Systemic amyloidosis presenting as nail dystrophy (and inducing onychophagia in the reviewer)
By Warren R. Heymann, MD
June 20, 2016
I admit it — I am plagued with onychophagia (nail biting). It is a life-long habit, and now that I’m 61, I presume that this foible will remain with me to the end. It is worse with anxiety — after reviewing the following articles, I’m down to the hyponychium!
Xu et al report the case of a 59 year-old man who presented with nails that displayed onychorrhexis, splitting and distal pterygium. There were no waxy papules, purpura, macroglossia, sclerodermoid changes, cutis laxa or bullae. The process started with the right third finger, but subsequently involved all fingernails and toenails over the next two years. He was treated for presumed lichen planus with topical steroids. When there was no response to treatment, a nail bed biopsy was performed which demonstrated amyloidosis. A subsequent work up for systemic amyloidosis ensued, with SPEP, UPEP revealing monoclonal free lambda light chain, and a bone marrow biopsy demonstrating 60-70% lambda restricted plasma cells, confirming the diagnosis of multiple myeloma (1).
Prat et al presented the case of a 70 year-old man with a history of anasarca, distal polyneuropathy and restrictive cardiomyopathy where the diagnosis of myeloma was suspected. Fat aspiration and a nerve biopsy was negative for amyloidosis Rather than perform a rectal biopsy, a decision was made to biopsy the nail beds because of the presence atrophic fingernails and toenails with longitudinal striations. The nail bed biopsies confirmed the presence of amyloidosis with Congo red stain and apple green birefringence. As in the first case, there were no other classical cutaneous features of amyloidosis. Inclusive of this case, the authors reviewed ten cases of amyloid-associated onychodystrophy. They state:
Five patients presented multiple myeloma; two patients presented monoclonal gammopathy; and three patients had no association with myeloma.
Eight patients had nail lesions associated with other skin or mucosal abnormalities typical of amyloidosis. In five of these cases, the nail lesion was the first manifestation. In one patient and in the present case, involvement of the nails for more than 3 years was the unique cutaneous sign of systemic amyloidosis (2).

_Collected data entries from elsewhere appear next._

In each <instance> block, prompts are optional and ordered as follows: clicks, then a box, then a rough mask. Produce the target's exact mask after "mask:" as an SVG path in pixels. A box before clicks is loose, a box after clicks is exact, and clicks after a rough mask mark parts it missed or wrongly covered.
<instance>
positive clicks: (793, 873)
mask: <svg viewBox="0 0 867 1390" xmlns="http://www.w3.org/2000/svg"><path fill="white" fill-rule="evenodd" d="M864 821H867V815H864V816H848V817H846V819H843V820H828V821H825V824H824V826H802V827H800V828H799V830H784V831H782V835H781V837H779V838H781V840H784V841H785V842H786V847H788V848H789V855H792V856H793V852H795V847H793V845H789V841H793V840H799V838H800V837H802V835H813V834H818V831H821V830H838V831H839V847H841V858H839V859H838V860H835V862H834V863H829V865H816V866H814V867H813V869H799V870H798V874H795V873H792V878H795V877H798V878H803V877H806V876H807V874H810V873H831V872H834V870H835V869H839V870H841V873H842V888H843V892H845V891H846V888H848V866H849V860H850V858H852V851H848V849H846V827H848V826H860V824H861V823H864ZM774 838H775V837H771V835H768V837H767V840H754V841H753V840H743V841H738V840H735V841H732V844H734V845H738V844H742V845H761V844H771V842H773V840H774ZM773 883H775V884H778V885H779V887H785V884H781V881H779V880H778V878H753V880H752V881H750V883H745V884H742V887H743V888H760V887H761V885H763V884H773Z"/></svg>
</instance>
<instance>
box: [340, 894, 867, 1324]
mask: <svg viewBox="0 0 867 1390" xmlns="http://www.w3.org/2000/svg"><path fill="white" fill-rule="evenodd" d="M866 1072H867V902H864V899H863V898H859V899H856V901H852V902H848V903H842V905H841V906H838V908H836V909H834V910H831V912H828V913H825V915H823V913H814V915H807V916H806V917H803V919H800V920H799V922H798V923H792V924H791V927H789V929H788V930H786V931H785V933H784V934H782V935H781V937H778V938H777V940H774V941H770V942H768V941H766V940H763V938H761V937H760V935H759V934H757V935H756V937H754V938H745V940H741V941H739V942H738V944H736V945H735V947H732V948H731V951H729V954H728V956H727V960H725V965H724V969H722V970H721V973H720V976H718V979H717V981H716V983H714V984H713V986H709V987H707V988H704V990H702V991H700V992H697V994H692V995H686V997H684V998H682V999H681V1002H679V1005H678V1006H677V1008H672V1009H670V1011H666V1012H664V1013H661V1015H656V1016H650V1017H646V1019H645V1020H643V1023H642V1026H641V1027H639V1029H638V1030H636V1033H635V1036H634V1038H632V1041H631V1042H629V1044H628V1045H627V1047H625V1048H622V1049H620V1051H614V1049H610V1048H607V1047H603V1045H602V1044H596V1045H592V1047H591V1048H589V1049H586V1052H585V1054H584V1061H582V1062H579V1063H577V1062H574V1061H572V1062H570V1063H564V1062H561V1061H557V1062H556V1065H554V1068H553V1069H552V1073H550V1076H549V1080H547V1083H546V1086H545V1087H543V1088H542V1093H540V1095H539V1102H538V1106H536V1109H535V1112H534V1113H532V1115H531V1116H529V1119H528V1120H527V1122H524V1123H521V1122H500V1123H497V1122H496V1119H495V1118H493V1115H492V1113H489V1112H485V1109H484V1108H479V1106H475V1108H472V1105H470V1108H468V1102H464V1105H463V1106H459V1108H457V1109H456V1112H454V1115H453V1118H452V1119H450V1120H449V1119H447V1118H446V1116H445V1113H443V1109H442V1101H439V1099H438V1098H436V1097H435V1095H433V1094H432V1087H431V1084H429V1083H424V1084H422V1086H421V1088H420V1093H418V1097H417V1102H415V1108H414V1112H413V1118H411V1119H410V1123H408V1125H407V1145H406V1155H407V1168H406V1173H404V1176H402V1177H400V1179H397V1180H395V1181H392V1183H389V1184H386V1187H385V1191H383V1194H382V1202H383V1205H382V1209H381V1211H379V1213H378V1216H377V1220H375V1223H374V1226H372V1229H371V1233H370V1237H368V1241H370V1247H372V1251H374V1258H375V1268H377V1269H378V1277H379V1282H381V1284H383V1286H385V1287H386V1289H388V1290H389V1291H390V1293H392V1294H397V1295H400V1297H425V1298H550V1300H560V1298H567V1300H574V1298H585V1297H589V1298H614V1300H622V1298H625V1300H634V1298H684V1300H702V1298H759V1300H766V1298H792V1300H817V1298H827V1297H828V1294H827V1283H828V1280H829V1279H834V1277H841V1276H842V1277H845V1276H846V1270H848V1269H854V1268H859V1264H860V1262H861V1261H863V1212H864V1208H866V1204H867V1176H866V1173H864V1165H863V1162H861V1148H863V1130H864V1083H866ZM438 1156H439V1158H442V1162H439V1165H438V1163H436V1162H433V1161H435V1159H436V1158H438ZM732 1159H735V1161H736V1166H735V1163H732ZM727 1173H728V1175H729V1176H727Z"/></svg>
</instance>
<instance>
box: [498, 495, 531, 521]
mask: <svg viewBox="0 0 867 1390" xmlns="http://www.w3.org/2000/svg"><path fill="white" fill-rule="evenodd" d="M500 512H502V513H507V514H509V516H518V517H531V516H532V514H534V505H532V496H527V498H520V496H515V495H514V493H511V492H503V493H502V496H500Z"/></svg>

The nail changes in both could have easily been misdiagnosed as lichen planus, trachyonychia, or twenty nail dystrophy. I am not advocating biopsying every patient with nail dystrophy to rule out myeloma. Indeed, having exclusive nail involvement is rare. However, when patients present with a dystrophy without other cutaneous features of either lichen planus or amyloidosis, and the changes are progressive or unresponsive to treatment, it would be prudent to have a nail bed biopsy performed.
I can only imagine how many patients I have examined over the years who have presented with a type of nail dystrophy. I know exactly how many times I have entertained the diagnosis of amyloidosis under these circumstances – zilch. My threshold for biopsying nail dystrophies has been officially lowered.
1. Xu J, et al. Nail dystrophy as the initial sign of multiple myeloma-associated systemic amyloidosis. J Cutan Pathol 2016; 43: 543-5.
2. Prat C. Nail dystrophy in primary systemic amyloidosis. J Eur Acad Dermatol Venereol 2008; 22: 107-9.